Отношения автора со своими героями, которые ведут себя как живые, независимые люди, — это тема монографии как минимум. Чтобы двигаться дальше, давайте обозначим здесь реперную точку более точную, нежели предположения и гипотезы. О самостоятельности своих героев прямо говорили и писали Гоголь, Маркес, Пастернак, Воннегут. И у нас нет повода подозревать этих мастеров в кокетливости или в прямом обмане.

«Неживая» в этом смысле литература в нормальной ситуации просто не выживает. Чтение без магии преображения — не чтение. Зачем есть пищу, лишенную вкуса? Ну… ради пользы, например, или чтобы занять рот, или это «нервное». Положа руку на сердце — да, есть такие ситуации, когда можно просто почитать, чтобы отвлечься. В метро, в (извините) туалете. Хорошо, конечно, если слова превратятся в картинки. Но на крайний случай довольно и «эффекта Петрушки» — пусть хотя бы буквы превратятся в слова.

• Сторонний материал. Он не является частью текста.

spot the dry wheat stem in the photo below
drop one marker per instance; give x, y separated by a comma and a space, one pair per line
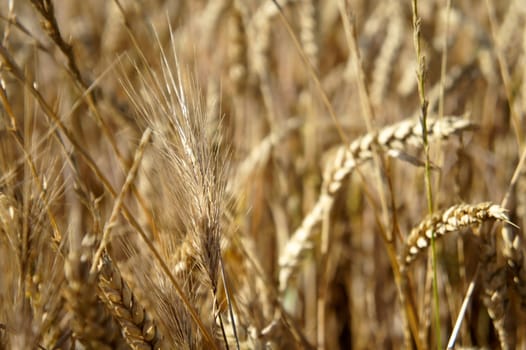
120, 198
398, 136
495, 293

Аналог низовой литературы такого рода — быстро рассказанная смачная история. «Один мужик в лихие 90-е решил немного подняться на спекуляции баклажанной икрой. И вот покупает он эшелон икры…». Ни о какой магии здесь речь не идет. Однако это может быть забавно и любопытно — как в быту, так и в глянцевой обложке. Кто украл коралл? А вот и не Клара. Глянцевый фастфуд лишен каких-либо литературных претензий — ничего личного, только бизнес. При этом какая-нибудь «Месть Косого» может быть грубо скопирована с «Графа Монте-Кристо», но между ними пропасть: Косой мертв, а граф жив. Однако можно подарить другу на день рождения плюшевого кота, а можно живого. Пропасть есть, но она далеко не всем очевидна.

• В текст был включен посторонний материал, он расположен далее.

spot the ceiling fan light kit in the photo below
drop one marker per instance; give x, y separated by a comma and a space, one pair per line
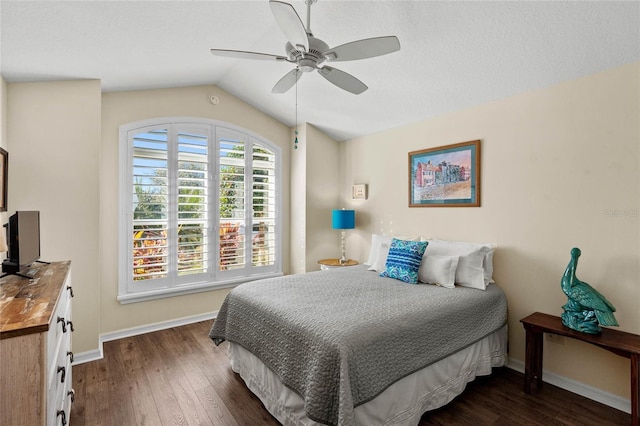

Теперь вернемся к серьезной литературе. Допустим, есть люди, желающие почитать современную серьезную прозу. Если попросить их сформулировать поточнее свое желание, то они примутся раскрывать смысл слова «серьезная». Чтобы поднимались такие-то проблемы жизнеустройства, чтобы герои были ближе к читателю (здесь попутно становится важна современность). Никому не приходит в голову объяснять, что такое проза. Между тем, вероятно, напрасно.

Примерно полтораста лет назад критик, писавший о «Герое нашего времени» или о «Преступлении и наказании», не фиксировал свое внимание на феномене художественности — как так чудесно получилось, что литературные герои воспринимались живыми, реальными людьми? Нет, критика поражала или раздражала мотивация поступка героя, как если бы это был живой человек. Как, например, Петр Гринев предпочитает честь жизни и свободе — и обаяние его, симпатия автора делают привлекательным этот выбор. А что сказать о Дубровском? Так, безделушка на французский манер. Собственно литературное качество выносится за скобки.

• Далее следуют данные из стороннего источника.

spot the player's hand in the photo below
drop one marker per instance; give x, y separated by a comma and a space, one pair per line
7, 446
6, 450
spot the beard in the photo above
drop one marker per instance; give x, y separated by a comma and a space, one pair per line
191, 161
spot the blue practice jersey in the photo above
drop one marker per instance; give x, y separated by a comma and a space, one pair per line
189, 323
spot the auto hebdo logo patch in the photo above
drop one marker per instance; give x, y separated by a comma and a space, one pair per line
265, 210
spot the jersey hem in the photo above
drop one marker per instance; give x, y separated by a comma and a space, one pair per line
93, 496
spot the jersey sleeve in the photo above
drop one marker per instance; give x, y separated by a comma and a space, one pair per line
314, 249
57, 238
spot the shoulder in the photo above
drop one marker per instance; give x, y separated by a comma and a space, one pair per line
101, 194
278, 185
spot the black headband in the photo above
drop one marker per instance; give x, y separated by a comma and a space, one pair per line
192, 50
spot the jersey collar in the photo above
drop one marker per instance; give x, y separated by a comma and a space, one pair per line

Сегодня «серьезная проза» культивируется в гетто толстых журналов, двух-трех престижных премий, двух-трех московских некоммерческих издательств. Открыв очередной номер «Дружбы народов» и углубившись в рассказ, читатель может быть практически уверен, что не встретит больших доз автоматной стрельбы, литров крови, умопомрачительных погонь и тому подобного голливуда. Скорее будет раздрызганный герой-интеллигент, с переменным успехом переживающий очередной кризис. То есть вторичные признаки серьезной прозы налицо. А вот первичные признаки прозы? Проще говоря — жив ли герой, качаются ли ветки, шумит ли трамвай, или это так и остается словами, намерениями автора?

Рискну предложить такую статистику: примерно в одном случае из трех мы имеем дело с «живой» прозой. Во всех остальных — с суррогатом, невоплощенным замыслом. Возможно, это соотношение нормально для текущего процесса. Но тогда задача критики — отделение «живого» от «мертвого».

Тем более странной представляется мне современная социальная критика, прямо наследующая критике позапрошлого века, когда была совершенно другая ситуация письма, издания и публикации, и, видимо, ни критики, ни читатели не соприкасались напрямую с мертвым валом. Молодые критики пишут (то попеременно, то оптом) о живом и мертвом одновременно, выделяя какие-то типологии поведения, социальные закономерности. Между тем, если речь идет о живом романе, то мы исследуем загадочную органику героя. Почему-то так он поступает, а так — нет. И в этом есть смысл. Если же роман мертв и «герои» просто исполняют предписания автора — чуда преображения нет, тогда критик вынимает ровно то, что автор своей волей вложил, то есть его представления о жизни. Интересны ли они нам? Вряд ли: автор не социолог, не философ, не экономист, не историк. Строго говоря, мы знаем о нем только, что он не одарен как писатель, — вряд ли этого достаточно, чтобы прислушиваться к его мнению.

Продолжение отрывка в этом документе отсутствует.